# How much do meat goats sell for?



## 1ryan231

I'm new to the meat business, so how much should I plan for for selling them for meat? And breeding?


----------



## nancy d

Look at your local auction prices & you'll get a good idea, add 10%.


----------



## 20kidsonhill

Your location of course matters greatly. Look on-line at stock yard prices. New Holland Goat Auction is the big one on the East coast. That is a good starting point then compare your breeding prices to what you see on craiglist in your area and high-end breeders.


----------



## boerlover95

Yes as others said look at ur local livestock auction prices but remember most people r willing to pay more from a privet closed herd I sale mine for anywhere from 150 and up for does and 250 and up for bucks. right now Boer goats r high because there is a shortage of goats in the US


----------



## HoosierShadow

Boerlover - I've never heard that there was a shortage of goats in the US? Do you mean at the slaughterhouses?

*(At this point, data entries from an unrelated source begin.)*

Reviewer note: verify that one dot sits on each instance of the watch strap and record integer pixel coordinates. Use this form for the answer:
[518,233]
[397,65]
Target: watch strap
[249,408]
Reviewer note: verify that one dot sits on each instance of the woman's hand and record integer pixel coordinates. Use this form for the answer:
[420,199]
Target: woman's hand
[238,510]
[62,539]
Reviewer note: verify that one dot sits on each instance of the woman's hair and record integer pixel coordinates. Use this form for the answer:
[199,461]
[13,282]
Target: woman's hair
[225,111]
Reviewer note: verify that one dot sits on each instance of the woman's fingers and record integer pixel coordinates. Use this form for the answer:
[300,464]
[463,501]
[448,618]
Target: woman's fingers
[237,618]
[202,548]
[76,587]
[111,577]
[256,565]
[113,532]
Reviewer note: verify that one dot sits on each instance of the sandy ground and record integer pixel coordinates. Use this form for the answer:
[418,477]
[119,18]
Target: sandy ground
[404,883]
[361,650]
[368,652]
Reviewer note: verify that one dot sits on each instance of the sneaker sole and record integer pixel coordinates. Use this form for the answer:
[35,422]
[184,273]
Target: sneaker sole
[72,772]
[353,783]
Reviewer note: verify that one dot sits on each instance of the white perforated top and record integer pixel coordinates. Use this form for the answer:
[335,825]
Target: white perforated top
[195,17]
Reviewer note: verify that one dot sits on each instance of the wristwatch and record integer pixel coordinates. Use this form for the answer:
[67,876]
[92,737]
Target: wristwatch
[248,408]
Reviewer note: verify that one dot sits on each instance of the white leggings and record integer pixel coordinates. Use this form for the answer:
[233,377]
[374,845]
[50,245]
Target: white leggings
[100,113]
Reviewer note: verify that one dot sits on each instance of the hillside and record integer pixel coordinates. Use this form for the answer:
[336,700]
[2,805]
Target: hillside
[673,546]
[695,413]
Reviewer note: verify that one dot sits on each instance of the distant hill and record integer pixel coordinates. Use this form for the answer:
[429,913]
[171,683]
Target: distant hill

I agree with the others about looking at auction prices. It can fluctuate too, depending on demand, around certain times of the year when ethnical groups may look for it for their celebrations.
Here, I have been told that just before Easter is the best time to sell them.
We list our goats on craigslist, and if we can't sell a buckling for breeding or meat, then we take them to auction. Spring around here is the best time IMO, and then fall before the holidays.
The auction near us has okay prices when they have a goat sale. There is one further away that I've never been too that is a better sale & has more goats go through and you can usually get $20-75 more per goat at that sale than you can at the one nearest to us.

If you sell privately on craigslist, I'd look at the auction prices in your area, and go by what they are selling for at the best auction in your area.


----------